A estas dificultades se añade un error fundamental en el planteamiento: Gabriel considera erróneamente que la filosofía de la mente contemporánea es una filosofía de la conciencia, cuando lo original del planteamiento actual es el énfasis en la organización funcional –el famoso funcionalismo–, y en dejar a la consciencia en segundo plano. De hecho, esta veta le hubiera aportado un número mucho mayor de historias de ciencia ficción directamente inspiradas en esta idea filosófica: la idea de que nuestra identidad personal se basa en una organización funcional que puede separarse de la materia en que se encuentra realizada. Desde Star Trek y la posibilidad de viajar instantáneamente por teletransportación, a Blade Runner y la posibilidad de conseguir una organización funcional personal con materiales sintéticos, la idea es fascinante y ha impulsado el desarrollo de la inteligencia artificial y la robótica. Sin embargo, el libro es mudo al respecto, a pesar de citar ambas películas en otro contexto. Esta discusión sigue siendo central en la discusión contemporánea, si bien el funcionalismo ha dejado de ser la posición dominante, y ha ido elaborándose una concepción corporalista, extendida y embebida en el mundo, de la mente, temas centrales en la filosofía de la mente del siglo XXI.

Acabo con el porqué del título. «Yo no soy quien ha escrito esta reseña» puede querer decir que «yo» no se reduce al hecho de haber escrito esta reseña. He hecho muchas más cosas e identificarme por una sola es una simplificación.

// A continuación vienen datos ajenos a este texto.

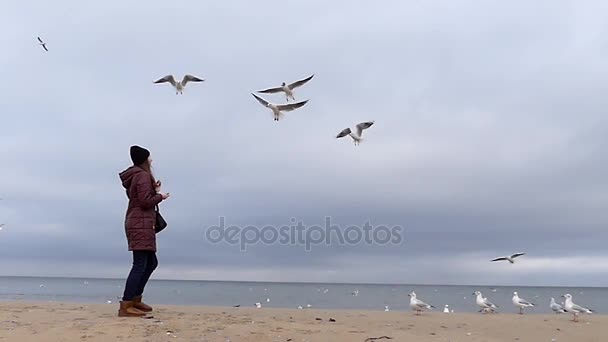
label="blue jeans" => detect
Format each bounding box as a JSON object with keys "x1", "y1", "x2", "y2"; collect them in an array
[{"x1": 122, "y1": 251, "x2": 158, "y2": 301}]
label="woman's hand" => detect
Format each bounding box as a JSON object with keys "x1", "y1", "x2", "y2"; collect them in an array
[{"x1": 161, "y1": 192, "x2": 170, "y2": 200}]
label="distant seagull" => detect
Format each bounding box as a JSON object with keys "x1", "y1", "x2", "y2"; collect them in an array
[
  {"x1": 266, "y1": 297, "x2": 270, "y2": 303},
  {"x1": 408, "y1": 292, "x2": 435, "y2": 315},
  {"x1": 563, "y1": 294, "x2": 593, "y2": 322},
  {"x1": 550, "y1": 297, "x2": 566, "y2": 314},
  {"x1": 384, "y1": 305, "x2": 389, "y2": 312},
  {"x1": 255, "y1": 302, "x2": 262, "y2": 308},
  {"x1": 352, "y1": 289, "x2": 360, "y2": 296},
  {"x1": 512, "y1": 291, "x2": 535, "y2": 314},
  {"x1": 251, "y1": 93, "x2": 308, "y2": 121},
  {"x1": 443, "y1": 305, "x2": 450, "y2": 313},
  {"x1": 37, "y1": 36, "x2": 48, "y2": 52},
  {"x1": 336, "y1": 121, "x2": 375, "y2": 146},
  {"x1": 0, "y1": 224, "x2": 4, "y2": 231},
  {"x1": 257, "y1": 74, "x2": 314, "y2": 102},
  {"x1": 491, "y1": 253, "x2": 525, "y2": 264},
  {"x1": 153, "y1": 74, "x2": 204, "y2": 94},
  {"x1": 474, "y1": 291, "x2": 498, "y2": 313}
]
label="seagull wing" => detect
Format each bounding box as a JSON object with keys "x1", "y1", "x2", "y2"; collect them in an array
[
  {"x1": 276, "y1": 100, "x2": 308, "y2": 112},
  {"x1": 336, "y1": 128, "x2": 352, "y2": 139},
  {"x1": 182, "y1": 74, "x2": 205, "y2": 86},
  {"x1": 571, "y1": 303, "x2": 592, "y2": 313},
  {"x1": 484, "y1": 298, "x2": 497, "y2": 308},
  {"x1": 251, "y1": 93, "x2": 270, "y2": 107},
  {"x1": 288, "y1": 74, "x2": 314, "y2": 90},
  {"x1": 257, "y1": 86, "x2": 284, "y2": 94},
  {"x1": 510, "y1": 253, "x2": 526, "y2": 259},
  {"x1": 415, "y1": 299, "x2": 433, "y2": 309},
  {"x1": 518, "y1": 298, "x2": 534, "y2": 306},
  {"x1": 37, "y1": 36, "x2": 43, "y2": 43},
  {"x1": 356, "y1": 121, "x2": 375, "y2": 136},
  {"x1": 491, "y1": 257, "x2": 508, "y2": 262},
  {"x1": 154, "y1": 75, "x2": 177, "y2": 87},
  {"x1": 42, "y1": 44, "x2": 48, "y2": 52}
]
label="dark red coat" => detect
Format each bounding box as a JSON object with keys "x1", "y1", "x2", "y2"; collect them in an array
[{"x1": 119, "y1": 166, "x2": 163, "y2": 251}]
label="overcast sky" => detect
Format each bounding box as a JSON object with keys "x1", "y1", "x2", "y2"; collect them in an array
[{"x1": 1, "y1": 0, "x2": 608, "y2": 286}]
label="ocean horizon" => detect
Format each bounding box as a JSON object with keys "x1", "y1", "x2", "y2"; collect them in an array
[{"x1": 0, "y1": 276, "x2": 604, "y2": 314}]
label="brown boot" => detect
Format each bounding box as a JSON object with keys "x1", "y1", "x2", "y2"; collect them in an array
[
  {"x1": 118, "y1": 300, "x2": 146, "y2": 317},
  {"x1": 132, "y1": 295, "x2": 153, "y2": 312}
]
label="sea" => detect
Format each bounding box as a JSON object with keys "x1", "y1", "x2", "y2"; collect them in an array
[{"x1": 0, "y1": 276, "x2": 604, "y2": 314}]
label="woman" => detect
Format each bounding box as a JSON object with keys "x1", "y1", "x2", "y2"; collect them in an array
[{"x1": 118, "y1": 145, "x2": 170, "y2": 317}]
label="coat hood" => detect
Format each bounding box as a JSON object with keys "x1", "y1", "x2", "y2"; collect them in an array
[{"x1": 119, "y1": 166, "x2": 145, "y2": 189}]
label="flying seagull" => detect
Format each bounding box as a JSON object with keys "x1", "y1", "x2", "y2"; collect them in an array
[
  {"x1": 251, "y1": 93, "x2": 308, "y2": 121},
  {"x1": 491, "y1": 252, "x2": 525, "y2": 264},
  {"x1": 473, "y1": 291, "x2": 498, "y2": 313},
  {"x1": 512, "y1": 291, "x2": 535, "y2": 314},
  {"x1": 37, "y1": 37, "x2": 48, "y2": 52},
  {"x1": 336, "y1": 121, "x2": 374, "y2": 146},
  {"x1": 408, "y1": 291, "x2": 435, "y2": 315},
  {"x1": 257, "y1": 74, "x2": 314, "y2": 102},
  {"x1": 563, "y1": 294, "x2": 593, "y2": 322},
  {"x1": 0, "y1": 224, "x2": 4, "y2": 231},
  {"x1": 153, "y1": 74, "x2": 204, "y2": 94},
  {"x1": 550, "y1": 297, "x2": 566, "y2": 314}
]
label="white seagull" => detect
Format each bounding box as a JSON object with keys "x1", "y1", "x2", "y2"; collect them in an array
[
  {"x1": 491, "y1": 253, "x2": 525, "y2": 264},
  {"x1": 257, "y1": 74, "x2": 314, "y2": 102},
  {"x1": 0, "y1": 223, "x2": 4, "y2": 231},
  {"x1": 251, "y1": 93, "x2": 308, "y2": 121},
  {"x1": 408, "y1": 292, "x2": 435, "y2": 315},
  {"x1": 37, "y1": 36, "x2": 48, "y2": 52},
  {"x1": 563, "y1": 294, "x2": 593, "y2": 322},
  {"x1": 473, "y1": 291, "x2": 498, "y2": 313},
  {"x1": 443, "y1": 305, "x2": 450, "y2": 313},
  {"x1": 153, "y1": 74, "x2": 205, "y2": 94},
  {"x1": 512, "y1": 291, "x2": 535, "y2": 314},
  {"x1": 550, "y1": 297, "x2": 566, "y2": 314},
  {"x1": 336, "y1": 121, "x2": 375, "y2": 146}
]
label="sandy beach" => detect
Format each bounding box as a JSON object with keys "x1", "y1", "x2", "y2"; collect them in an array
[{"x1": 0, "y1": 301, "x2": 603, "y2": 342}]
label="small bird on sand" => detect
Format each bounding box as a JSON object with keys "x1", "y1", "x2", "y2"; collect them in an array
[
  {"x1": 550, "y1": 297, "x2": 566, "y2": 314},
  {"x1": 336, "y1": 121, "x2": 375, "y2": 146},
  {"x1": 257, "y1": 74, "x2": 314, "y2": 102},
  {"x1": 491, "y1": 253, "x2": 525, "y2": 264},
  {"x1": 408, "y1": 292, "x2": 435, "y2": 315},
  {"x1": 474, "y1": 291, "x2": 498, "y2": 313},
  {"x1": 153, "y1": 74, "x2": 205, "y2": 94},
  {"x1": 563, "y1": 294, "x2": 593, "y2": 322},
  {"x1": 512, "y1": 291, "x2": 535, "y2": 314}
]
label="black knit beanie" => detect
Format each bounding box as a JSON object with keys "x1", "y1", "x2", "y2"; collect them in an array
[{"x1": 130, "y1": 145, "x2": 150, "y2": 166}]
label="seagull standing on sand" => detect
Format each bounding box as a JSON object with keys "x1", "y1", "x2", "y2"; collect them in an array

Por ello, y del mismo modo, «Yo no soy mi cerebro» porque soy mucho más que mi cerebro, no me reduzco a mi cerebro: tengo un cuerpo, un pasado. Pero, del mismo modo que la interpretación inicial es compatible con la verdad de «yo soy quien ha escrito esta reseña», también hay un sentido en el que «yo soy mi cerebro» es cierto. Un sentido que Markus Gabriel rechaza que tenga sentido explorar. ¿O será cosa de su cerebro?

Antoni Gomila Benejam es catedrático de Psicología en la Universitat de les Illes Balears. Es autor de Verbal Minds. Language and the Architecture of the Mind (San Diego, Oxford y Ámsterdam, Elsevier, 2011), y ha editado, con Paco Calvo, Handbook of Cognitive Science. An Embodied Approach (San Diego, Oxford y Ámsterdam, Elsevier, 2008).